Worries like these are not driven by political ideology. Both liberals and conservatives worry about the ways in which a single report to Child Protective Services can upend a family’s life, with some arguing that these agencies need to be abolished because of the effects on Black families, in particular.
These are the kinds of fears that percolate under the surface when a parent is faced with the terrible question of whether their child might be capable of unimaginable violence. This is not to excuse Colin Gray of mistakes he may have made, or James and Jennifer Crumbley, the parents accused of involuntary manslaughter in the school shooting their son carried out in Oxford, Michigan, in 2021.
The texts presented to the jury in Jennifer Crumbley’s case were truly shocking, including messages from the son to his mother asking for help that went unanswered, to the mother laughingly telling her son to learn not “to get caught” with ammunition at school. The parents were both found guilty and sentenced to prison.
Similarly, there are reports that the teen charged in the Georgia shooting had asked for help, which he had not received. “The adults around him failed him,” the teen’s aunt told The Washington Post.
All of this is a somber reminder that parenthood is not just a blessing, but a grave responsibility, and as states are increasingly empowered, even pressured, to hold parents accountable for their children’s deeds, there are three possible outcomes.

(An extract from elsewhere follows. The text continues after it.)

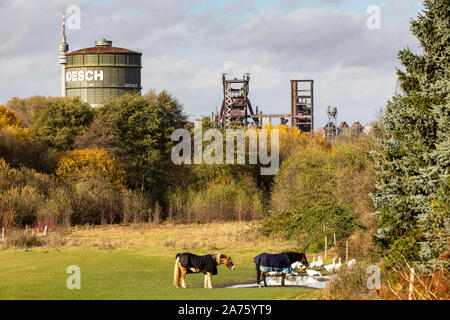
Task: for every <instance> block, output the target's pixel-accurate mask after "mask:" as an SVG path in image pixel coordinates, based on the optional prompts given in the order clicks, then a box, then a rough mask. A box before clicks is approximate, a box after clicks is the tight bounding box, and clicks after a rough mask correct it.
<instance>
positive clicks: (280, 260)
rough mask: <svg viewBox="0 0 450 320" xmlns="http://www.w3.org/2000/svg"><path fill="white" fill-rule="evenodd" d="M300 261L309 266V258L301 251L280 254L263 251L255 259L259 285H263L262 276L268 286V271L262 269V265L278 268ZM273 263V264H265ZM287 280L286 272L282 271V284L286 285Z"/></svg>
mask: <svg viewBox="0 0 450 320" xmlns="http://www.w3.org/2000/svg"><path fill="white" fill-rule="evenodd" d="M297 261H298V262H300V263H301V264H302V265H303V266H304V267H305V268H307V267H308V266H309V263H308V259H306V255H305V254H304V253H299V252H282V253H280V254H268V253H263V254H260V255H257V256H256V257H255V259H254V262H255V265H256V283H257V284H258V287H261V276H262V280H263V281H264V286H265V287H267V282H266V275H267V272H263V271H261V266H263V267H274V268H277V269H284V268H290V267H291V264H293V263H295V262H297ZM264 264H273V265H264ZM285 280H286V273H283V272H282V273H281V285H282V286H284V284H285Z"/></svg>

First, knowing that they may go to prison if their child becomes the next school shooter, some parents will be more attuned to their children’s mental health, and less likely to let their children have access to guns.
Conversely, some parents might be scared into doing nothing, afraid of being blamed for their child’s problems, afraid of their child being taken away if they seek help for them — and for themselves. To counter this risk, communities must conduct frank assessments not only what is necessary to keep schools safe, but also what resources are available to assist parents struggling to deal with troubled children, often completely on their own.
And finally, there may be parents who did everything they could, parents who were conscientious and thoughtful and did what they thought was right by their child and their community, who might go to prison if every parent’s nightmare still happens despite their best efforts.
That’s a trade-off that families grieving in Georgia right now might be willing to accept.